Some of the effects may take time to manifest themselves after exposure to the abuse has ended.[2]

14. The complainants’ accounts and the evidence relating to the case study children demonstrated harmful impacts on children:

  • CS-A12 was given cocaine and alcohol in such quantities over a short period that her “liver could not function properly and still doesn’t”.[3] She described being given so much cocaine that “I couldn’t function, I couldn’t speak”.[4]
  • CS-A317 had a breakdown and tried to take her own life following sexual exploitation;[5]
  • CS-A372 repeatedly self-harmed after being raped by a group of men and being placed back into care;[6]
  • CS-A371 was “physically assaulted by being slapped, punched and kicked by the men”.[7] For many years she suffered from nightmares, insomnia and eating problems.[8]
  • CS-A56 was recorded as “living a life of fear after being trafficked and sexually exploited;[9] and
  • CS-A114 became pregnant when aged 12 as a result of sexual exploitation by a 17-year-old male.

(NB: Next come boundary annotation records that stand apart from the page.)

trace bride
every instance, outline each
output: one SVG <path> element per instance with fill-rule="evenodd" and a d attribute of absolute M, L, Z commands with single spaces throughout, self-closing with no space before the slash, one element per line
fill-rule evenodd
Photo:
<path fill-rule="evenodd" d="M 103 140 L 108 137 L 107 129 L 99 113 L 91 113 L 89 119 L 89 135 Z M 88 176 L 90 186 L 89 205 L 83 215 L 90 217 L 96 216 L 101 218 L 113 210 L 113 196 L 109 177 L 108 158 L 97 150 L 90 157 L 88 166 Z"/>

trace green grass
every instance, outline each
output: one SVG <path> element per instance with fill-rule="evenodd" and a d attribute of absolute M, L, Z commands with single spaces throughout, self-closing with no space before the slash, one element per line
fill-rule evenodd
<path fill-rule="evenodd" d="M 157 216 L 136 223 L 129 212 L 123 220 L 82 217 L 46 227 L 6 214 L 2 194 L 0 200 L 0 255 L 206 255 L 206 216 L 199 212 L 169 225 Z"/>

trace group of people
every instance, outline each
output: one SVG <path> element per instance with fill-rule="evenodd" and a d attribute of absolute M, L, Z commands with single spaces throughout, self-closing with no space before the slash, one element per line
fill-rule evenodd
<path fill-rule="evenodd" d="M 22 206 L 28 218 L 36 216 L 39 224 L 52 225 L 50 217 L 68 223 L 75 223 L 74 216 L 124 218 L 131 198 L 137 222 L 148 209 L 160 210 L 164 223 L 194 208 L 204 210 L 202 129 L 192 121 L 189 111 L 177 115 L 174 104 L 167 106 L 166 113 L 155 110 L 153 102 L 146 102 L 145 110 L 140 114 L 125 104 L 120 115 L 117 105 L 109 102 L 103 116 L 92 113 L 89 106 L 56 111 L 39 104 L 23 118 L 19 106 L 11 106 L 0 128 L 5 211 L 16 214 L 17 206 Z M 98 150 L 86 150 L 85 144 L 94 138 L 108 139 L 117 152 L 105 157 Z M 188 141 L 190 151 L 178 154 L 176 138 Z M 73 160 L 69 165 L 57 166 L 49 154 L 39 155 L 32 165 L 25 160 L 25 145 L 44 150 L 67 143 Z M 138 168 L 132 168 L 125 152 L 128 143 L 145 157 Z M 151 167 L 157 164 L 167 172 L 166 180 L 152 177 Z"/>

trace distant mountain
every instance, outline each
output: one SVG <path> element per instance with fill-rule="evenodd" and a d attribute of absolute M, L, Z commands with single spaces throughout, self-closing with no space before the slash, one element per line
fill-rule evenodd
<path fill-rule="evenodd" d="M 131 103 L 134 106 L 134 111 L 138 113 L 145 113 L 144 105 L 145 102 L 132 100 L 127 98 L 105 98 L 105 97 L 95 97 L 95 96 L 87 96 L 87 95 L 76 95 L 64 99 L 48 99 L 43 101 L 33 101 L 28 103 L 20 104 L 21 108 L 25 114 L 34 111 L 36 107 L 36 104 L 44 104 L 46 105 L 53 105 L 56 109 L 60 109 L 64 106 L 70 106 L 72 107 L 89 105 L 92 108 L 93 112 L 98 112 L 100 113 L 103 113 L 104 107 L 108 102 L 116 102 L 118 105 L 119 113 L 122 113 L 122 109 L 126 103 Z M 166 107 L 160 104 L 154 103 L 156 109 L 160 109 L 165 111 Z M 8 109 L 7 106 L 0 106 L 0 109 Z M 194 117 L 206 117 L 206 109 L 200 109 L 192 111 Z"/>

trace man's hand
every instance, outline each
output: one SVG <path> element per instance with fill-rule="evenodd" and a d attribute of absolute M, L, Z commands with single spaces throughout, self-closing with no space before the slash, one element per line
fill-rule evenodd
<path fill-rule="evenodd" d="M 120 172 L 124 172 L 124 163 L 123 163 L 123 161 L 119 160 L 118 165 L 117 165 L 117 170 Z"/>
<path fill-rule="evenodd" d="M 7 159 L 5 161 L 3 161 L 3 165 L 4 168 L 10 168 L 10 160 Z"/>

The pregnancy was terminated, which she later disclosed was not her choice but a decision taken by her parents.[10]

15. In November 2019, Parents Against Child Exploitation (Pace), a registered charity that supports parents in relation to child exploitation and campaigns to change policy and practice to support child victims, published a study of parents’ experiences of the children’s social care system when a child is sexually exploited.[11] It found that parents’ encounters with children’s social care led them to believe that these services were “ill-equipped” to deal with child sexual exploitation. Pace identified significant delays between parents reporting concerns and services responding (in one case up to two years). It reported that professionals often lacked understanding of child sexual exploitation, often minimising or dismissing the risks and harms faced by children. Interventions also tended to focus on either the exploited child or the parents, rather than the perpetrators. Parents frequently felt alone in managing the threats to their child.[12] Pace also noted that the child protection system is “largely based on younger children rather than teenaged children” and the assumption that “the neglect and abuse is within the family and not outside”. This may lead to opportunities for support being missed.[13]